In a new survey from the Public Policy Institute of California, 60 percent of adults said universal health coverage should be a high or very high priority.
“The election polls indicated that health care was a major concern for Californians," said Mark Baldassare, president of PPIC. "And that seems to be reflected here."
Governor-elect Gavin Newsom often campaigned on universal health coverage. But another one of his priorities, universal preschool, gets less support from Californians. Just 48 percent of adults said it should be a top priority for new state funding. There's more interest on the other end of the education spectrum. Fifty-three percent of adults believe the state should provide tuition-free community college.
All of these initiatives would be expensive, and Baldassare said there's no consensus on how to pay for them.
"About half of Californians say that they're willing to pay higher taxes and have more services. But almost as many say that they're not," he said. "So therein lies the challenge for the governor-elect and the Legislature."
And while the State Department of Finance says California has a $2 billion surplus with an additional $14 billion reserved in the state’s Rainy Day Fund, Californians are getting more anxious about the economy.
Just 46 percent believe the state will have good financial times in the coming year. Half of adults believe children growing up today will be worse off financially than their parents.
One thing people don't want to see their taxes spent on? High-speed rail. Ten years after voters approved a $9.95 billion bond measure to build it, just 25 percent of adults said the project should be a high priority for the state.

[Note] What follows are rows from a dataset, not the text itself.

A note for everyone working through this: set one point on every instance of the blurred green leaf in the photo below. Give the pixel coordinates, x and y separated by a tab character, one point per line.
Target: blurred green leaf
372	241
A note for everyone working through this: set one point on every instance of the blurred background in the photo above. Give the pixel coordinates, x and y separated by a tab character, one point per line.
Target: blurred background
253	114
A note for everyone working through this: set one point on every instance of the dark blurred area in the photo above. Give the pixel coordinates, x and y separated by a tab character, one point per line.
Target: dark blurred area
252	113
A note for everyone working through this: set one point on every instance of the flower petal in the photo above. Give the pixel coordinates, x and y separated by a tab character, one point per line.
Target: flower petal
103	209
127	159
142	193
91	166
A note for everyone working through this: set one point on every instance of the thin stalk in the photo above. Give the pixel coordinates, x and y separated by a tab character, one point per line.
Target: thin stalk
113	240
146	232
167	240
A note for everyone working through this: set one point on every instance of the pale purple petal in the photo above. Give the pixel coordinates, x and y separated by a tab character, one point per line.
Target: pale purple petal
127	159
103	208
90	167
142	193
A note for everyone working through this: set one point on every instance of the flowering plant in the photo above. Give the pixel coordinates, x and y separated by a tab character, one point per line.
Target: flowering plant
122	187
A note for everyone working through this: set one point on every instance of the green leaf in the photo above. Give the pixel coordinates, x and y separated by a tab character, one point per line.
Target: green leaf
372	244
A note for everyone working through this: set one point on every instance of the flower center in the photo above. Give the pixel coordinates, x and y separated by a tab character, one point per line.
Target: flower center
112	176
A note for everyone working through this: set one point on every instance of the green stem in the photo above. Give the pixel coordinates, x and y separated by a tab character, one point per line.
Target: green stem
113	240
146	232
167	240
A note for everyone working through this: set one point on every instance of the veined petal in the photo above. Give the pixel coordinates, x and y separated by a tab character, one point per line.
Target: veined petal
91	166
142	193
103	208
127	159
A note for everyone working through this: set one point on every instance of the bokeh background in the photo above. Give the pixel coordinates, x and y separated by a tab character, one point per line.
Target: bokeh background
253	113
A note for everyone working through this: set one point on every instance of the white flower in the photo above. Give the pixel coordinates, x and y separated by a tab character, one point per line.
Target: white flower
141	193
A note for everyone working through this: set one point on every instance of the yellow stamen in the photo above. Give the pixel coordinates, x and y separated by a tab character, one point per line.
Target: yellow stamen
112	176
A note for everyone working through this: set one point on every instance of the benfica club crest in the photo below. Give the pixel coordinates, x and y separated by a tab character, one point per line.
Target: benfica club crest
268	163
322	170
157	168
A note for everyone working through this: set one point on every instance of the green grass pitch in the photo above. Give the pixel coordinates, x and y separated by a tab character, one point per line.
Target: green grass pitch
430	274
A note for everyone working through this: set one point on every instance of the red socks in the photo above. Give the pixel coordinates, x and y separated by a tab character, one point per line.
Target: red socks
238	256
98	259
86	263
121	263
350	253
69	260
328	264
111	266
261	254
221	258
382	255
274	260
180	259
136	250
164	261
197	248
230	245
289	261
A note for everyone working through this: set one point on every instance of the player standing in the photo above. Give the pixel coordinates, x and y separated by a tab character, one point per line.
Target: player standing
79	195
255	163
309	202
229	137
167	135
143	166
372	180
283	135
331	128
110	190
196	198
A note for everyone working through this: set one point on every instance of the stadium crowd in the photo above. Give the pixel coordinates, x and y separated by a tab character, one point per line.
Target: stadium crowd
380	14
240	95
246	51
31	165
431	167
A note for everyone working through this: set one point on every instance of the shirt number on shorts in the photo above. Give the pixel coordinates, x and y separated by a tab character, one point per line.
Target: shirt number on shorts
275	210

"For whatever reason, the high-speed rail hasn't really captured people's attention and imagination in a way that would lead them to think 'let's put the extra dollars in here because this is what California's future is all about,'" Baldassare said.
With such low levels of support, it's possible high-speed rail could get pushed to the back of the funding line, as more attractive programs compete for limited resources. And opponents of the project are promoting a 2020 ballot measure to kill it altogether.
High-speed rail has been a top priority of Gov. Jerry Brown, but Governor-elect Gavin Newsom seems willing to scale back the project given cost overruns and its inability to attract private funding.